RESCUE: Nonbreeding rabbits such as Smoke, Eight-ball, Athena and Rex Harrison await Adoption.

By Nick Green
THE DAILY BREEZE (Sunday, August 18, 2002)

Brad Graverson/Daily Breeze

Bona Tucker, head of Torrance-based PenSave Foundation, tends to a bunny housed with about 300 others after their rescue from a Mar Vista home. We're trying to encourage people to take in a group," Tucker said.

Want a bunny or two or three – or 400?

Give or take a rabbit, that's how many of the furry, cuddly critters the Torrance-based PetSave Foundation is seeking to place in good homes.

The nonprofit group ended up with the bunch of bunnies after the Society for the Prevention of Cruelty to Animals Los Angeles raided a Mar Vista home in April where the animals were living in squalor.

Many were diseased or injured as the high rabbit density prompted fights to break out among the usually docile creatures or attracted rats that attacked and fed on them. At least 100 were too sick or injured and had to be destroyed.

Criminal charges are expected to be filed against the home's occupant, an eccentric woman who added to her surreal collection incessantly despite the horrendous conditions.

But meantime the foundation must find new homes for the rabbits, which now have largely been neutered or spayed and nursed back to health.

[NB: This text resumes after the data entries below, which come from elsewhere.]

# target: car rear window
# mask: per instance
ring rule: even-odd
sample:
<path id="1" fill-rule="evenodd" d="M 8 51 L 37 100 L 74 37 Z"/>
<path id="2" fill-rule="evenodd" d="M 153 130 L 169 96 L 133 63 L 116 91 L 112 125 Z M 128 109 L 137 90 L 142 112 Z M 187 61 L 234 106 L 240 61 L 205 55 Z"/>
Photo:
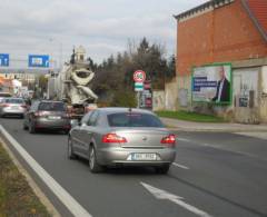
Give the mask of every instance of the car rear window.
<path id="1" fill-rule="evenodd" d="M 0 92 L 0 97 L 12 97 L 9 92 Z"/>
<path id="2" fill-rule="evenodd" d="M 16 99 L 16 98 L 6 98 L 3 101 L 6 103 L 24 103 L 23 99 Z"/>
<path id="3" fill-rule="evenodd" d="M 110 127 L 164 127 L 158 117 L 140 112 L 119 112 L 108 115 Z"/>
<path id="4" fill-rule="evenodd" d="M 40 111 L 66 111 L 65 103 L 61 102 L 41 102 L 38 107 Z"/>

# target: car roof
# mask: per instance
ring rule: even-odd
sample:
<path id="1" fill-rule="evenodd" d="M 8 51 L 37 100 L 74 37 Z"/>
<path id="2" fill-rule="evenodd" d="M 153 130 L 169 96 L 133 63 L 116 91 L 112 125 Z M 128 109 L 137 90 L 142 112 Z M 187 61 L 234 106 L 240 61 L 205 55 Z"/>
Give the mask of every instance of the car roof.
<path id="1" fill-rule="evenodd" d="M 23 98 L 21 98 L 21 97 L 4 97 L 4 100 L 6 99 L 21 99 L 21 100 L 24 100 Z"/>
<path id="2" fill-rule="evenodd" d="M 117 114 L 117 112 L 129 112 L 130 109 L 131 109 L 131 112 L 141 112 L 141 114 L 155 115 L 150 110 L 138 109 L 138 108 L 127 108 L 127 107 L 106 107 L 106 108 L 98 108 L 97 110 L 106 112 L 106 114 Z"/>
<path id="3" fill-rule="evenodd" d="M 40 102 L 50 102 L 50 103 L 60 102 L 60 103 L 65 103 L 63 101 L 56 101 L 56 100 L 40 100 Z"/>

"You hear 400 and it just doesn't sink in until you see individuals in every cubbyhole," said volunteer Bob Tucker, as he stood in a formerly empty SPCA dog shelter the group is leasing near Culver City, the soothing strains of classical music wafting through the 5,400-square-foot building.

There are about 320 rabbits at the shelter and another 80 elsewhere. About 160 of them were born at the facility, since they kept reproducing in the weeks after they were confiscated.

"When we first brought the babies here," Tucker said, "you waded through them."

Indeed, the place is filled to the brim with bouncing bunnies.

There are white rabbits and black rabbits, gray rabbits and brown rabbits. Rabbits sit in cages, rabbits sprint through large pens and rabbits cuddle up to one another in the gender-segregated enclosures.

"Reactions (from people) range from devastated at how many we have to find homes for to being delighted to have so much choice of every shape and color," said Bona Tucker, the group's president.

Just how long it may take to find homes for Bona's bunnies, no one is sure. It may take awhile though. In the past month only about a dozen have been adopted, while another dozen are pending.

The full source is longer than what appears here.